The Louisiana pearlshell, Margaritifera hembeli, is a rare species of bivalve mollusk in the family Margaritiferidae. This freshwater mussel is native to Louisiana in the United States, and was previously present also in Arkansas. It grows to a length of about 10 cm and lives on the sand or gravel stream-bed in riffles and fast flowing stretches of small streams. Its life cycle involves a stage where it lives parasitically inside a fish. This mollusk is sensitive to increased sedimentation and cannot tolerate impoundments. Because of its limited range and its population decline, the International Union for Conservation of Nature has rated this mollusk as being critically endangered.

==Description==
This mussel reaches about 10 cm long by 5 cm wide and 3 cm high. It is dark brown or black in color with a white nacre.

==Ecology==
This mussel lives in small, shallow creeks with sandy or gravel bottoms. They are found more often in riffles and areas with faster currents than in stagnant pools. The water is clear and the substrate is stable.
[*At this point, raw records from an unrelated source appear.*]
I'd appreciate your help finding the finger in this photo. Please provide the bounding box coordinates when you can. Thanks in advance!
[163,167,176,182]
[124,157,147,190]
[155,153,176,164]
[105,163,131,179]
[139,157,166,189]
Like other freshwater mussels, this species releases its larvae, termed glochidia, into the water where they enter the bodies of fish as parasites to develop into juvenile mussels. Host fish species for this mussel include striped shiner (Luxilus chrysocephalus), redfin shiner (Lythrurus umbratilis), golden shiner (Notemigonus crysoleucas), and brown madtom (Noturus phaeus).

==Status==
When it was first placed on the Endangered Species List in 1988 the mussel was thought to remain only in the Bayou Boeuf river system in Rapides Parish, Louisiana. It was found in eleven streams with 90% of the total population found in four of the streams. The mussel was downlisted to threatened status in 1993 when more populations were discovered. It was found to inhabit eight streams in the Red River drainage in Grant Parish, Louisiana.

It also once occurred in Arkansas, but it has been extirpated from all the waterways there. It is a federally listed threatened species of the United States.
This species is threatened by the loss and degradation of its habitat. These habitat changes are caused by impoundments of the waterways, including the effects of beaver dams. Some areas, including streams in the Kisatchie National Forest, undergo increased sedimentation from nearby silviculture, road maintenance, and livestock grazing. Gravel mining may also cause increased sediment. Genetic analysis reveals the species has low genetic variability, which makes it more vulnerable to changes in its environment. Because it is restricted to only two river drainages in central Louisiana, and declined by over 80% during the last few decades, the International Union for Conservation of Nature has rated this mollusk as being critically endangered.